Uma vez que já constava dos autos cópia do despacho do Sr. Ministro do Equipamento Social de 28 de Junho de 1983, suspendendo por quinze dias, a partir do início da sua vigência, a aplicação das novas tarifas aprovadas pela portaria em causa, e, porque, entretanto, fora publicada em 22 de Agosto de 1983 a Portaria n.º 847/83, assinada em 4 do mesmo mês, a qual no seu n.º 8 expressamente revogava a Portaria n.º 684/83, de 18 de Junho, e aprovava novas tarifas diferentes das fixadas na portaria anterior, entendeu-se necessário usar da faculdade concedida pelo n.º 2 do artigo 63.º da Lei n.º 28/82, e em cumprimento do despacho exarado a fls. 27 v.º oficiou-se àquele Ministério solicitando esclarecimentos. Junta a resposta a fls. 31, fica-se a saber que:
- a)A Portaria n.º 684/83, publicada no Diário da República, 1.ª série, n.º 138, de 18 de Junho, não chegou a ser aplicada;
- b)A suspensão da mencionada portaria foi sendo sucessivamente prorrogada, na sequência do despacho ministerial já citado, de 28 de Julho, pelos despachos de 12 e 21 de Julho, até à publicação no Diário da República, 1.ª série, n.º 192, da Portaria n.º 847/83, assinada em 4 de Agosto;
- c)A Portaria n.º 847/83, revogou expressamente no seu n.º 8 a Portaria n.º 684/83, de 18 de Junho;
- d)Esta nova Portaria n.º 847/83, foi publicada, precedendo consulta aos órgãos de governo próprio da região autónoma da Madeira, como do seu preâmbulo se vê, e como não pode deixar de depreender-se do facto de ser assinada pelo Ministro da República para a região autónoma da Madeira.

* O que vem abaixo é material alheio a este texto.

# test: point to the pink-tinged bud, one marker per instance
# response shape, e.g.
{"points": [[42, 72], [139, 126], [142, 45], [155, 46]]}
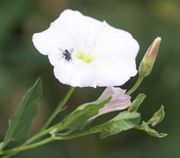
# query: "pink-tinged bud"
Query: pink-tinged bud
{"points": [[119, 100], [149, 58]]}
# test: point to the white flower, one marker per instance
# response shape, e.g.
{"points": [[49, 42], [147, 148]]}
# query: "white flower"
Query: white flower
{"points": [[86, 52], [120, 100]]}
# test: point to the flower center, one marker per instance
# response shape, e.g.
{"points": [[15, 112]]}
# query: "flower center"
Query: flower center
{"points": [[87, 58]]}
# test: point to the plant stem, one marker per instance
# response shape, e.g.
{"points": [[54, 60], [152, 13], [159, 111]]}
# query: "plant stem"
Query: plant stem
{"points": [[136, 85], [27, 147], [59, 108], [14, 151]]}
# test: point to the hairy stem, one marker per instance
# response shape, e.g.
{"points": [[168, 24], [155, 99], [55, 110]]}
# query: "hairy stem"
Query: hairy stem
{"points": [[59, 108]]}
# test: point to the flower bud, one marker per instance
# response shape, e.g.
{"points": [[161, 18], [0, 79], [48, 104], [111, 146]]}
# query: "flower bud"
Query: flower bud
{"points": [[149, 58]]}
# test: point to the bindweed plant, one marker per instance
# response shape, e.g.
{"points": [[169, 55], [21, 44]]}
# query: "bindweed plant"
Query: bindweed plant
{"points": [[85, 53]]}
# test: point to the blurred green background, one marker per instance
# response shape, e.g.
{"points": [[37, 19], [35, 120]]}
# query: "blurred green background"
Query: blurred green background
{"points": [[21, 64]]}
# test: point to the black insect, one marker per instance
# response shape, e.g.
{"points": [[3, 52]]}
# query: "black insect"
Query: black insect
{"points": [[67, 54]]}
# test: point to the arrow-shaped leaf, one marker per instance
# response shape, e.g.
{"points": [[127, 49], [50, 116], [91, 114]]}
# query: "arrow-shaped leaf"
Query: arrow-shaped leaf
{"points": [[20, 122]]}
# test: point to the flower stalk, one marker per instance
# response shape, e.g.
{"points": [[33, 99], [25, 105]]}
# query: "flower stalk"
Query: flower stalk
{"points": [[59, 108]]}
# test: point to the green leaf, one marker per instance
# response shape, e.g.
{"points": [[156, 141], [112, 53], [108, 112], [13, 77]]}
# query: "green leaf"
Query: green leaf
{"points": [[79, 117], [123, 121], [20, 122], [144, 127], [157, 117], [137, 102]]}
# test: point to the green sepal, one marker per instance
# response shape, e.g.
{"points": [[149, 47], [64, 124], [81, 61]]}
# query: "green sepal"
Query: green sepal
{"points": [[157, 117], [123, 121], [145, 127], [137, 102]]}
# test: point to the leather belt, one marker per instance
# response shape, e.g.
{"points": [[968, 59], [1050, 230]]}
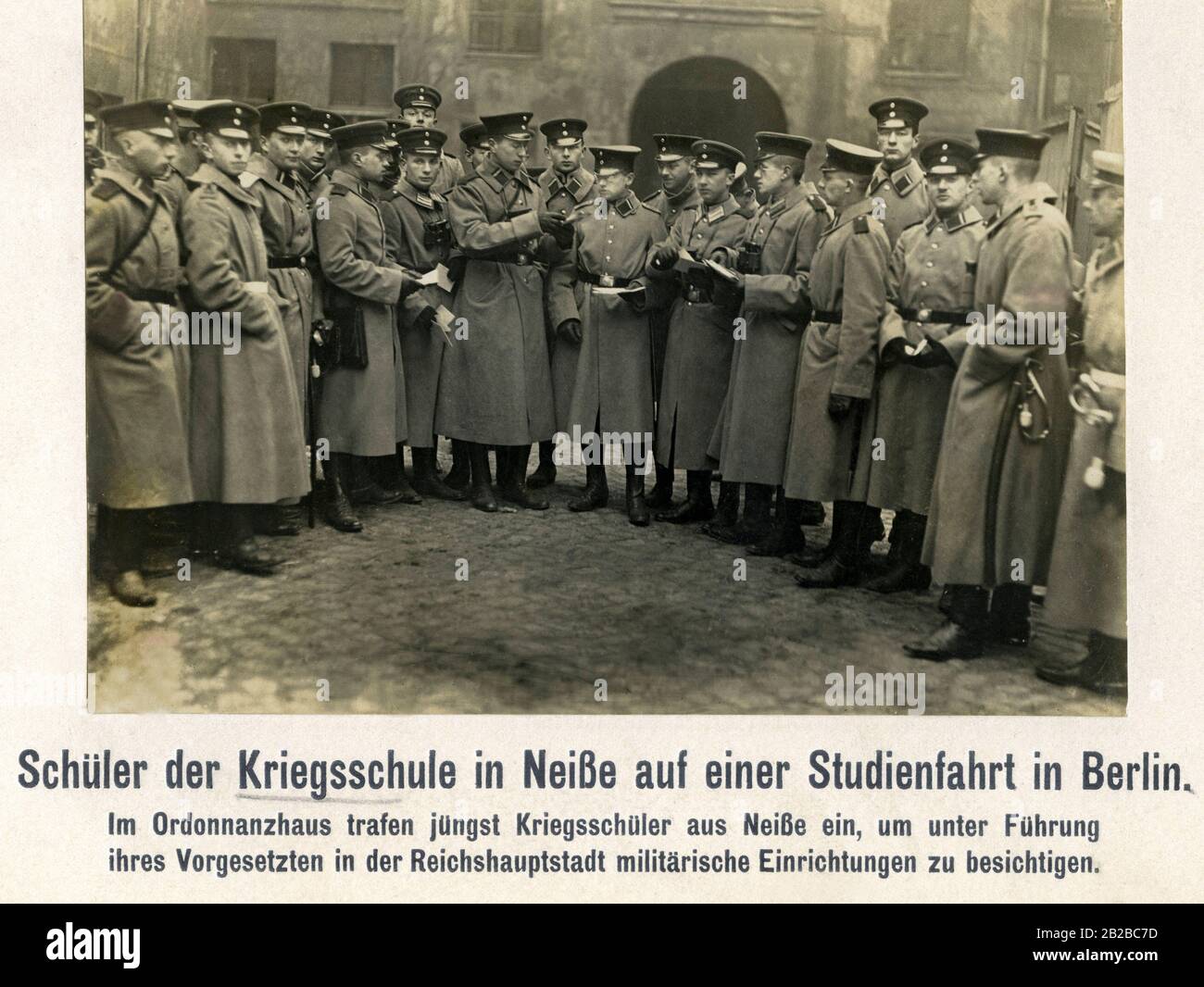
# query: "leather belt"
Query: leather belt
{"points": [[934, 316], [153, 295], [287, 260], [519, 257], [602, 281]]}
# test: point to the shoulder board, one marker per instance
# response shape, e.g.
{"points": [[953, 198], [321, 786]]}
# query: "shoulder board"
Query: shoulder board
{"points": [[105, 189]]}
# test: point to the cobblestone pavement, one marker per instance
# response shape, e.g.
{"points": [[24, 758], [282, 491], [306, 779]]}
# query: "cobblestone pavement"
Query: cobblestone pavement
{"points": [[553, 602]]}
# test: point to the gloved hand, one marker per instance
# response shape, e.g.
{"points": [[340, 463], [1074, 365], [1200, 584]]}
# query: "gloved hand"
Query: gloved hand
{"points": [[839, 406], [934, 356], [663, 254], [552, 223], [894, 352], [409, 284]]}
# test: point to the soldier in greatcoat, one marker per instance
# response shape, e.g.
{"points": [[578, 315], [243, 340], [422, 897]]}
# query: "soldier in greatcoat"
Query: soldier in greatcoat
{"points": [[137, 434], [1003, 452], [773, 271], [425, 244], [564, 188], [837, 366], [600, 296], [362, 407], [678, 192], [271, 179], [420, 106], [698, 353], [930, 295], [247, 437], [1086, 584], [495, 381]]}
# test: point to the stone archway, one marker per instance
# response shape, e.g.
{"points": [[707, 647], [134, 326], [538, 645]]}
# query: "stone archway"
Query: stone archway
{"points": [[696, 96]]}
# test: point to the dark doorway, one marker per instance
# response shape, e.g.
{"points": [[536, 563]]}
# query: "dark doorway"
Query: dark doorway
{"points": [[696, 96]]}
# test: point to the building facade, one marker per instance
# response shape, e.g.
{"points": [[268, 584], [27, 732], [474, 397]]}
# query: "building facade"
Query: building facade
{"points": [[719, 68]]}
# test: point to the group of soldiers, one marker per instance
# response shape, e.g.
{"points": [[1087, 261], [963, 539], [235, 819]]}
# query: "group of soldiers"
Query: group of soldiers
{"points": [[802, 344]]}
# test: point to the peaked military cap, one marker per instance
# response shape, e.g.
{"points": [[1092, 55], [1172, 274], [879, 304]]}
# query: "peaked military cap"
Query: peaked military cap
{"points": [[614, 157], [152, 116], [1107, 169], [228, 119], [673, 147], [564, 131], [843, 156], [418, 94], [473, 135], [947, 156], [714, 155], [420, 140], [323, 123], [362, 133], [896, 112], [786, 144], [512, 125], [1010, 144], [284, 117]]}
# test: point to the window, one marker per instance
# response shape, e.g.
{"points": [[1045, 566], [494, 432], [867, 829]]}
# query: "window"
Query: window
{"points": [[242, 69], [360, 75], [928, 35], [513, 27]]}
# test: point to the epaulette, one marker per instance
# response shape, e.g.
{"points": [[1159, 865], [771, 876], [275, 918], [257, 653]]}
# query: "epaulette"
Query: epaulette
{"points": [[107, 189]]}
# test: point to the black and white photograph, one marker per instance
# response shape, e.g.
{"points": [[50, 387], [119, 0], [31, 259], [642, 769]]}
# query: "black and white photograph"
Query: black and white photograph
{"points": [[533, 356]]}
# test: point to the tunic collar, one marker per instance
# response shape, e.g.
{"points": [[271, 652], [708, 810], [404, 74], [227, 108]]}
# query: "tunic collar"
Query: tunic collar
{"points": [[955, 221], [903, 180]]}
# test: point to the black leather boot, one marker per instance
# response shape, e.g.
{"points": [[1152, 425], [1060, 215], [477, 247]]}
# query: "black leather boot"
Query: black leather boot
{"points": [[844, 564], [662, 490], [903, 568], [725, 525], [482, 492], [786, 534], [698, 506], [596, 493], [512, 485], [1104, 669], [546, 472], [428, 481], [637, 508], [337, 509], [949, 641]]}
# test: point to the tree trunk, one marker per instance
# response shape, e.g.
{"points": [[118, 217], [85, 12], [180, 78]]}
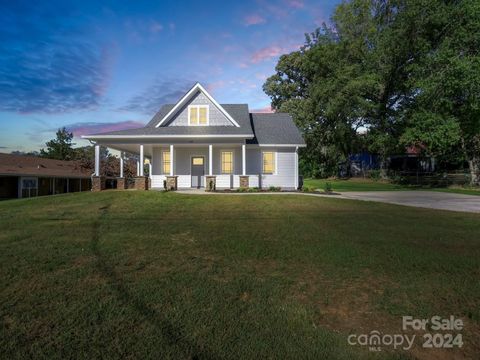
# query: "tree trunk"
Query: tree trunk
{"points": [[383, 166], [474, 166]]}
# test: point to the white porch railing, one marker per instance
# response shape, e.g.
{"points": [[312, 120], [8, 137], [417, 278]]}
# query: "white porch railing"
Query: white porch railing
{"points": [[222, 181]]}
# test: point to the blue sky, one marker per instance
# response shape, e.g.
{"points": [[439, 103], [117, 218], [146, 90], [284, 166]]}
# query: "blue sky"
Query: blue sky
{"points": [[95, 66]]}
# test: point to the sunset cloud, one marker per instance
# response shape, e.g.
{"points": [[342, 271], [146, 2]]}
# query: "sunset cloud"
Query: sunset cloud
{"points": [[254, 19], [270, 52], [266, 53], [88, 128], [298, 4]]}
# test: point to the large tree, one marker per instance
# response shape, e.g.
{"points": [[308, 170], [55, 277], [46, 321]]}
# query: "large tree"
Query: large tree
{"points": [[406, 72], [60, 148]]}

Destes factos supervenientes resulta a inutilidade de se apreciarem os pedidos formulados.
Efectivamente, tendo já sido revogada a Portaria n.º 684/83, de 18 de Junho, não tendo a mesma chegado a ser aplicada, e sendo certo que nem teve qualquer período de vigência, pois foi suspensa por sucessivos despachos desde a data em que devia entrar em vigor até àquela em que a Portaria n.º 847/83 a revogou, é por demais evidente que os pedidos formulados, quer pelo Sr. Presidente do governo regional quer pelo Sr. Presidente da assembleia regional, deixaram de ter qualquer utilidade não havendo interesse em apreciar da constitucionalidade de normas que nunca foram aplicadas, que nunca chegaram a entrar em vigor, não tendo, portanto, qualquer efeito o juízo de inconstitucionalidade, que viesse a ser emitido.
Sendo assim, como é, e sem necessidade de maior desenvolvimento, o Tribunal decide não tomar conhecimento dos pedidos formulados.
Lisboa, 4 de Abril de 1984. — José Maria Magalhães Godinho — Joaquim Costa Aroso — Jorge Campinos — José Manuel Cardoso da Costa — Luís Nunes de Almeida — Raul Mateus — Mário de Brito — Messias Bento — Martins da Fonseca — Vital Moreira — Armando M. Marques Guedes.